Modern kentler coğrafyasının ruhumu yoran kalabalıklarından kaçıp, şehir ve medeniyete yürürken ceplerimde biriktirdiğim umudu tutuyorum avuçlarımda. Hayatın arka sokaklarında yaşayan, kimselerin bir kez olsun gözlerine bakmadığı dilenci çocuklar, evinde olması gerekirken sokakta üşüyen yaşlılar daha ne kadar yokluğu haykıracak bilmiyorum.
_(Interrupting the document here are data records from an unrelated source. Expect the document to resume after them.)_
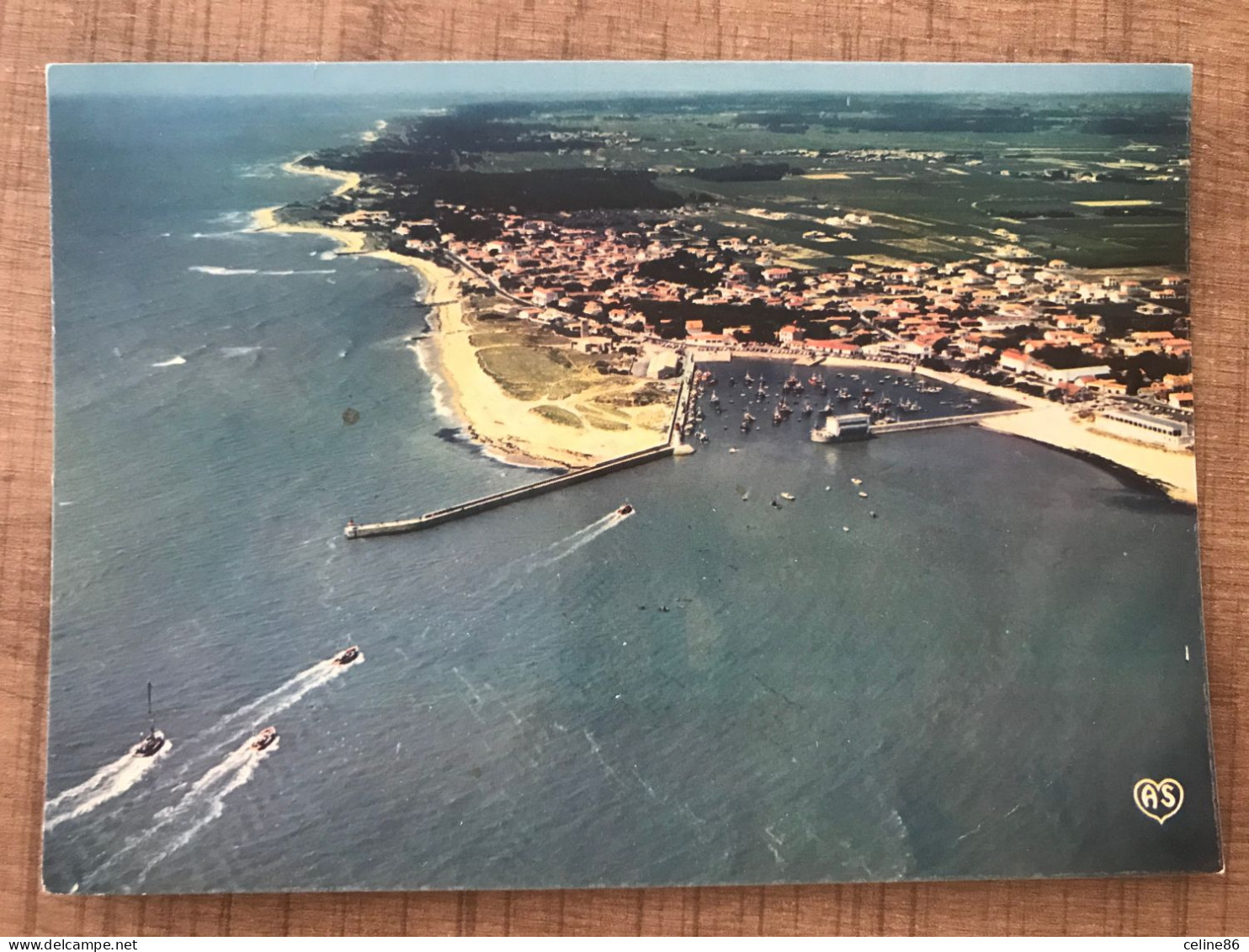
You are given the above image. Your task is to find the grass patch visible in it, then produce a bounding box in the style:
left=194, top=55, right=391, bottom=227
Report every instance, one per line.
left=477, top=345, right=570, bottom=400
left=529, top=403, right=585, bottom=428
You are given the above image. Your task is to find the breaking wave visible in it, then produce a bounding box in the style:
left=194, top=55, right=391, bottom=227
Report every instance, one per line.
left=186, top=265, right=336, bottom=278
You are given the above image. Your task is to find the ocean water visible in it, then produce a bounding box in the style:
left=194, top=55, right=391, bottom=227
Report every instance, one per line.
left=45, top=98, right=1218, bottom=892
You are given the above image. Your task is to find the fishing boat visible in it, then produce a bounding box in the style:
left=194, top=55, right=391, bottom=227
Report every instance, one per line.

Ve bizler daha ne kadar onları yazacak ve yanlarından geçip gideceğiz..? Acı bir fotoğraf görüp üç nokta koyarsınız ya hani hayatın satır aralarına. İşte o noktalar kalbimize batıyor artık.
Ve yine yaşıyoruz ölümlere alışarak ve yine hiçbir şey olmamış gibi..
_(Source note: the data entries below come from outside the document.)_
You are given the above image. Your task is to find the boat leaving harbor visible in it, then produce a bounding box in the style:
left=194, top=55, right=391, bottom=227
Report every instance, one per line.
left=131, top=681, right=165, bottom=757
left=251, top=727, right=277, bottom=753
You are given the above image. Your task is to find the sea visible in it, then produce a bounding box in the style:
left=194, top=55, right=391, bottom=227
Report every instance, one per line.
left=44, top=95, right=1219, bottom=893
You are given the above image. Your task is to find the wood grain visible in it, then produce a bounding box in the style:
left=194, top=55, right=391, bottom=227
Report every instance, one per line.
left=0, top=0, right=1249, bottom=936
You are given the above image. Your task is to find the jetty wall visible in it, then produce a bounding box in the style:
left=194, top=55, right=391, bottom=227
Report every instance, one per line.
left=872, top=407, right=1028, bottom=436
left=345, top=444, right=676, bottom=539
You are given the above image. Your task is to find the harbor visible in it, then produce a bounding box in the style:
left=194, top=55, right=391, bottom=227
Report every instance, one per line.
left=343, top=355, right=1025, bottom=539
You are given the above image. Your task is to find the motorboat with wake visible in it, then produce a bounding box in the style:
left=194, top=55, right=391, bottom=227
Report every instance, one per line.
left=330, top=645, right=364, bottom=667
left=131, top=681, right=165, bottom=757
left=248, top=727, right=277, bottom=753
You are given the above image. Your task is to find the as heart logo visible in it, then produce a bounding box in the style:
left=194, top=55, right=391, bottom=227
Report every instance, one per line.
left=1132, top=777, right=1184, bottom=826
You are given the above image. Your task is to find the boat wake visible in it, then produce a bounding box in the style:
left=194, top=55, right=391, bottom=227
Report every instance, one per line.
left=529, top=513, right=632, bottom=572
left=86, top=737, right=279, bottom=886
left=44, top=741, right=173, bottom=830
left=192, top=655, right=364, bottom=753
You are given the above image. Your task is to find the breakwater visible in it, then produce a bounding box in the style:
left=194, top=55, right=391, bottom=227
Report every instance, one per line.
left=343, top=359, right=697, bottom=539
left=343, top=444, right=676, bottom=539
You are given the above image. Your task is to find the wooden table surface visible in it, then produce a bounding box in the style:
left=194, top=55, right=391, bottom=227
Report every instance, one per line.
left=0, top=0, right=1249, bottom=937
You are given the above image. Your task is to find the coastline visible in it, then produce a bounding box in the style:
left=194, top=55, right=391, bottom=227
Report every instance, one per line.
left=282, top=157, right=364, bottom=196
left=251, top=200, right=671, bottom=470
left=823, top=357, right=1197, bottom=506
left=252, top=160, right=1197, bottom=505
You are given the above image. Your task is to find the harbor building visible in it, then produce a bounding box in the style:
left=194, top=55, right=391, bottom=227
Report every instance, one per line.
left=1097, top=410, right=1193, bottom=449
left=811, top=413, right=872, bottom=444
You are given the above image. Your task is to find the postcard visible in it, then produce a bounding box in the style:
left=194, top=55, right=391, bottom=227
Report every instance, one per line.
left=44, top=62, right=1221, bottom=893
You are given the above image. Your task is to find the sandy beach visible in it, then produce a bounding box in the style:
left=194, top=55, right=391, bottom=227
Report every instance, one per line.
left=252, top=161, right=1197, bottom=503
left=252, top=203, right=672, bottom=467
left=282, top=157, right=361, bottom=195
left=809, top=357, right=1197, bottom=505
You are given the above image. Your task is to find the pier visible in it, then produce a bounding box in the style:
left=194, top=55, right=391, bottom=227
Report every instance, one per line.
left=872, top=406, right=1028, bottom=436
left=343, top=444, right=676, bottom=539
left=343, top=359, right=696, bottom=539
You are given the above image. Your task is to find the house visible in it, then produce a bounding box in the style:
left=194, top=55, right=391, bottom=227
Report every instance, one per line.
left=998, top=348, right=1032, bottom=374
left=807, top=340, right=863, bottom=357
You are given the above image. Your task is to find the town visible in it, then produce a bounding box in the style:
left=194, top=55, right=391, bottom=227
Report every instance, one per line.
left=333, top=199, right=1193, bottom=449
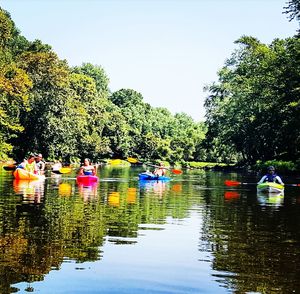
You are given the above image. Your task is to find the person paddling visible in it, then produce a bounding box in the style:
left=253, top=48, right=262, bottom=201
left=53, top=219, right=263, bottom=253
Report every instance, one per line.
left=35, top=153, right=45, bottom=175
left=79, top=158, right=96, bottom=176
left=153, top=162, right=166, bottom=177
left=258, top=166, right=284, bottom=185
left=24, top=154, right=37, bottom=174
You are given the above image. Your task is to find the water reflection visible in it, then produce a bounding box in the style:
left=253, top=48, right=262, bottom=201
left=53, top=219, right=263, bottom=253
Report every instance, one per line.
left=224, top=191, right=241, bottom=201
left=77, top=182, right=99, bottom=202
left=257, top=192, right=284, bottom=208
left=0, top=168, right=300, bottom=293
left=139, top=180, right=170, bottom=197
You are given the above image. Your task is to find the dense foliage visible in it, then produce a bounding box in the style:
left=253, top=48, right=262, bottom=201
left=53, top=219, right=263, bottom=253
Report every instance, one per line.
left=0, top=10, right=206, bottom=162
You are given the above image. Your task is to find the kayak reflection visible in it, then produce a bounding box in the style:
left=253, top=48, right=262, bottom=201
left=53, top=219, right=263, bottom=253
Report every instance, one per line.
left=77, top=182, right=98, bottom=201
left=257, top=192, right=284, bottom=207
left=139, top=180, right=170, bottom=196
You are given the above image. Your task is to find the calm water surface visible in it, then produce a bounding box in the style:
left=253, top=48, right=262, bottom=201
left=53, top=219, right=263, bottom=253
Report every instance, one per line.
left=0, top=167, right=300, bottom=293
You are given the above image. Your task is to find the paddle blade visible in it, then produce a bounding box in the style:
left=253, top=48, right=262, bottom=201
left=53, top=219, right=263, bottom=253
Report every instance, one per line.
left=225, top=180, right=241, bottom=186
left=3, top=164, right=16, bottom=170
left=127, top=157, right=139, bottom=163
left=108, top=159, right=122, bottom=165
left=52, top=167, right=72, bottom=175
left=59, top=167, right=72, bottom=174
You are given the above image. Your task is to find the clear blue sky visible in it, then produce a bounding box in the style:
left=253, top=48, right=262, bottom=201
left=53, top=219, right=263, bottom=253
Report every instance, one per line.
left=0, top=0, right=298, bottom=121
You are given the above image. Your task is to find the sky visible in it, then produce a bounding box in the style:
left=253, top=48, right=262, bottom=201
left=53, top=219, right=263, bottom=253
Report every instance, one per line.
left=0, top=0, right=298, bottom=121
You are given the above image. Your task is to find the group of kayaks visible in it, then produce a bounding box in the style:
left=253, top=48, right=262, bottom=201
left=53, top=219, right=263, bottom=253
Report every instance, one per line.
left=9, top=168, right=284, bottom=193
Mülteci adımlar atıyorum Beşiktaş’ta yürürken.. Her toprağında gencecik bedenleri hatırlıyor, unutamadığım fotoğraflarına bakıyorum. Acılar karşısında klavye başında analiz yapan, şehitler üzerinden siyasi malzeme üretenlerin haline mi acıyalım, cenaze törenlerinde sessizce bakan yetimlere mi yanalım..? 
Yüksek binalar o kadar yabancı ki insana, her biri yalnızlığın minyatürü olmuş seyrediyor nereye gittiğimizi. Bir yerlere yetişmeye çalışan insan, bir tek kendine yetişemiyor değil mi..?
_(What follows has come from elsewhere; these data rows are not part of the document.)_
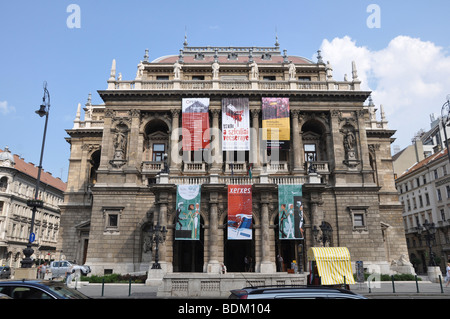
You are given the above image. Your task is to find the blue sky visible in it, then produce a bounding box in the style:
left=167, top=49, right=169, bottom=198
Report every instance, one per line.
left=0, top=0, right=450, bottom=181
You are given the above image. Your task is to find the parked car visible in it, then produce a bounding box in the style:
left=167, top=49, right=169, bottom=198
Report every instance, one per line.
left=229, top=286, right=367, bottom=299
left=50, top=260, right=91, bottom=279
left=0, top=279, right=90, bottom=299
left=0, top=266, right=11, bottom=279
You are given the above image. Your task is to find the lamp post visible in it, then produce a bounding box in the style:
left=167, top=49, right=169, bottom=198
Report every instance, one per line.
left=416, top=219, right=436, bottom=267
left=441, top=94, right=450, bottom=162
left=149, top=223, right=167, bottom=269
left=312, top=221, right=333, bottom=247
left=21, top=82, right=50, bottom=268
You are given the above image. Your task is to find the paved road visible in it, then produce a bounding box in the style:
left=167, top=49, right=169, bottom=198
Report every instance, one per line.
left=78, top=281, right=450, bottom=299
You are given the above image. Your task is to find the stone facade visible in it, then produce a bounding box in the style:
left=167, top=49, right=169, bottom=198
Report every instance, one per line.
left=59, top=44, right=412, bottom=274
left=0, top=147, right=66, bottom=268
left=396, top=149, right=450, bottom=274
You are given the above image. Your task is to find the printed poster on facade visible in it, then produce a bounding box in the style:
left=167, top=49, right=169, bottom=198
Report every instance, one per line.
left=278, top=185, right=304, bottom=239
left=175, top=185, right=201, bottom=240
left=262, top=97, right=291, bottom=150
left=222, top=98, right=250, bottom=151
left=228, top=185, right=252, bottom=239
left=181, top=98, right=210, bottom=151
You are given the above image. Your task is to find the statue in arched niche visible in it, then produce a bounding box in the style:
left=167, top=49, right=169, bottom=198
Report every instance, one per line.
left=341, top=125, right=359, bottom=167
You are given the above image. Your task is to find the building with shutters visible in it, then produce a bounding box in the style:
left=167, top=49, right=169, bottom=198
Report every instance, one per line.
left=0, top=147, right=66, bottom=269
left=58, top=41, right=407, bottom=282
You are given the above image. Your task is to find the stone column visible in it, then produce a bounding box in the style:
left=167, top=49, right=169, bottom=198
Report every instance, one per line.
left=207, top=192, right=221, bottom=274
left=98, top=109, right=114, bottom=171
left=128, top=110, right=142, bottom=169
left=250, top=110, right=261, bottom=175
left=260, top=193, right=275, bottom=273
left=211, top=109, right=222, bottom=174
left=169, top=109, right=182, bottom=174
left=356, top=110, right=372, bottom=171
left=145, top=185, right=173, bottom=286
left=291, top=110, right=303, bottom=173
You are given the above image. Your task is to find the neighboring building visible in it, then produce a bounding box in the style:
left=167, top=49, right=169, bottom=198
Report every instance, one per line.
left=0, top=147, right=66, bottom=268
left=396, top=149, right=450, bottom=273
left=58, top=43, right=407, bottom=280
left=392, top=114, right=450, bottom=176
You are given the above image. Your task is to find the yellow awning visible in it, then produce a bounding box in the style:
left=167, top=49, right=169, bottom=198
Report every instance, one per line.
left=308, top=247, right=355, bottom=285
Ortaköy'ün süslenmiş sokaklarında yürürken sahte yüzlerden, samimiyetsiz bakışlardan arınıp trafiğin öğrettiği sabrı içime çekerek bir teselli arıyorum. Çok sesli müziklerin, maskelerin ve ideolojilerin arkasından yükselen akşam ezanını duyunca başımı kaldırıyor ve bir kez daha teşekkür ediyorum Kebîr olana..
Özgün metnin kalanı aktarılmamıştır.